Demon and The Dove, by Miguel Murphy

The psychotherapist has a sad dove
dying in his eye. He looks at the light
like wood holding fire in it
reflected in small caves
and tells me there is a window where love weeps
over what it cannot know. The dove’s

trembling, flickering like a sun alone
in the dark nest of his face, and the psychotherapist
is saying, there is nothing like losing your Self
for a Demon. We walk in to each other
as into a museum, and our portraits gleam. This sounds
like he’s saying our deaths are old, they
may not even belong to us. In the end, our meeting
is just the fantasy

we’ve been looking for all along. Yes,
Yes, I say, I’ve come here to burn for you
all my illusions. Yes, I say, I can see
you for who you are like I can see
the mother huddling her chicks in the sea cliff
in your inkblot, before she pecks their eyes large
as blood grapes and eats them
alive, the storm

clouds rupturing that purple
slag of lightning. What I want is to hold you
like a bell holds space
between the hours. What I want is to get back
one with the other, self
with dove, desire with the storm

inside that destroys
absence like a murderous blood. What I want
is a therapy like a first love—merciless
fascination—my eyes looking in
like the crazed bells of silence
to startle the mortal
coil. This
romance of self

you can’t escape, and you don’t want to.

VII. Man in the Street, by Muriel Spark

Last thing at night and only one
Man in the street,
And even he was gone complete
Into an absence as he stood
Beside the lamplight longitude.
He stood so long and still, it would
Take men in longer streets to find
What this was chewing in his mind.

Caged Bird, by Matthew J. Spireng

Some believe there’s somewhere in the brain
that senses minor fluctuations in the Earth’s
magnetic field and uses a sort of memory
of that to travel the same route year after year
over thousands of miles, over open ocean
on moonless, clouded nights, and a built-in clock
that, save for weather’s influence, tells
when it’s time to go. But they utter nothing
of thwarted dreams in birds’ brains, how
a few cubic feet near the ground, however
well-kept and lighted, however large it seems
around a small bright bird, is like a fist
closed tight on feather and bone, how, certain times
of year, the bird’s heart races as if to power flight.
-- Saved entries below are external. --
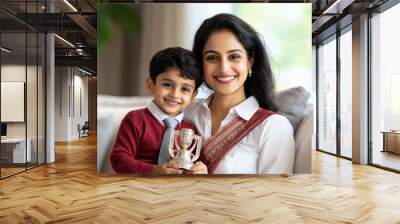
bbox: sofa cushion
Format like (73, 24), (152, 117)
(97, 90), (314, 174)
(98, 95), (153, 108)
(274, 86), (311, 132)
(97, 96), (152, 173)
(293, 105), (313, 173)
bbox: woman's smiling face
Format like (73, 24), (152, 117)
(202, 30), (252, 97)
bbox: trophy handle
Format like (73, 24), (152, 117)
(169, 131), (180, 158)
(191, 136), (202, 162)
(187, 138), (196, 153)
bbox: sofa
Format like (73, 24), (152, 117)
(97, 86), (314, 174)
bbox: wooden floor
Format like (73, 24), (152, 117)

Final Soliloquy of the Interior Paramour, by Wallace Stevens

Light the first light of evening, as in a room
In which we rest and, for small reason, think
The world imagined is the ultimate good.

This is, therefore, the intensest rendezvous.
It is in that thought that we collect ourselves,
Out of all the indifferences, into one thing:

Within a single thing, a single shawl
Wrapped tightly round us, since we are poor, a warmth,
A light, a power, the miraculous influence.

Here, now, we forget each other and ourselves.
We feel the obscurity of an order, a whole,
A knowledge, that which arranged the rendezvous.

Within its vital boundary, in the mind.
We say God and the imagination are one…
How high that highest candle lights the dark.

Out of this same light, out of the central mind,
We make a dwelling in the evening air,
In which being there together is enough.